In order to appreciate the simple, true numbers that demonstrate the top causes of death in the US, I recommend reading this list posted by the US government Center for Disease Control. Heart disease kills the most people in the US every year. Cancer kills the 2nd most people in the US each year. Accidents are in 3rd place, though they cause less than a third of the deaths that cancer does. Just below accidents is lung disease, killing 100,000 Americans each year. Stroke is the 5th leading cause of death. Alzheimer’s is 6th. Diabetes is 7th. The CDC lists the Flu/Pneumonia in 8th place. Kidney disease is in 9th place and suicide is the 10th leading cause of death in the US. 

So far, nearly every single leading cause of death could be caused (at least in part) by smoking cigarettes. Yet, every adult in the US could buy and smoke as many cigarettes as they want! Imagine how many lives we could save and how much we’d save on healthcare costs if we banned smoking! 

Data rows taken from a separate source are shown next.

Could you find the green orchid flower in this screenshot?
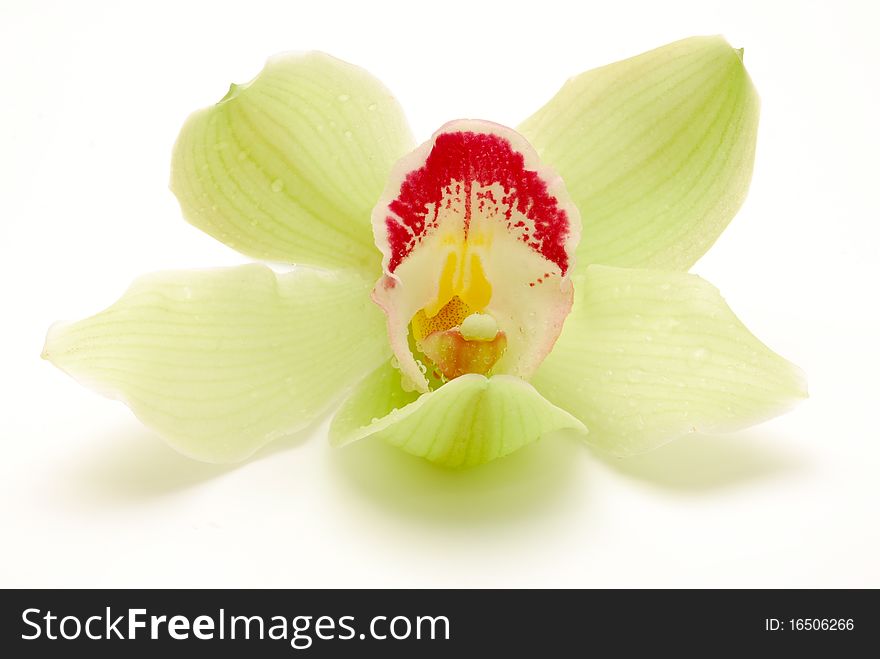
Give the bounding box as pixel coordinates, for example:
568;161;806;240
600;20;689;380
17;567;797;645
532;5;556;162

Heart disease has remained the leading cause of death in the US. It’s common knowledge that cheeseburgers contribute to heart attacks due to the cholesterol, fats, carbs, meat, and the other unhealthy substances that find their way into the traditional burger. Recently, the link between red meat and cancer is becoming more concrete. Being that cheeseburgers contribute to the #1 and #2 causes of death, prohibiting them is a no-brainer. 

According to the NIAAA, 80,000 Americans die each year from alcohol related causes. This means that alcohol kills as many people as diabetes – the 7th leading cause of death in the US! Additionally, alcoholism is the leading addiction in the US and damages relationships perhaps as much as anything in the history of humanity.

Another massive part of this debate that seems to be totally neglected by media, politicians, writers, doctors, and Facebook experts is fitness. Studies show that exercise/remaining fit is the best way to live a long, healthy life. The CDC says that exercise could reduce the risk of nearly every one of the leading causes of death in the US. My experience in fitness and medicine lead me to believe that fitness is extremely important to our health. Now that the majority of Americans agree that the government has the responsibility and authority to encourage healthy living, why wouldn’t they start passing some fitness laws? Once again, fitness regulations are a no-brainer. The US government could mimic the Japanese government’s fitness mandates. America could go further than Japan, though. The federal government should mandate that doctors measure and record BMI (body mass index) of every patient once a year. Patients with a BMI greater than 30 – who are obese according to the CDC – would receive a hefty fine (or perhaps imprisoned).

Americans agree that the government has the authority to protect ‘Life, Liberty, and the Pursuit of Happiness’. People who suffer from these diseases and people who die from these top causes of mortality certainly can no longer enjoy any of the three aforementioned things that the government has a responsibility to protect. If a few new regulations could save millions of lives, why wouldn’t we implement them?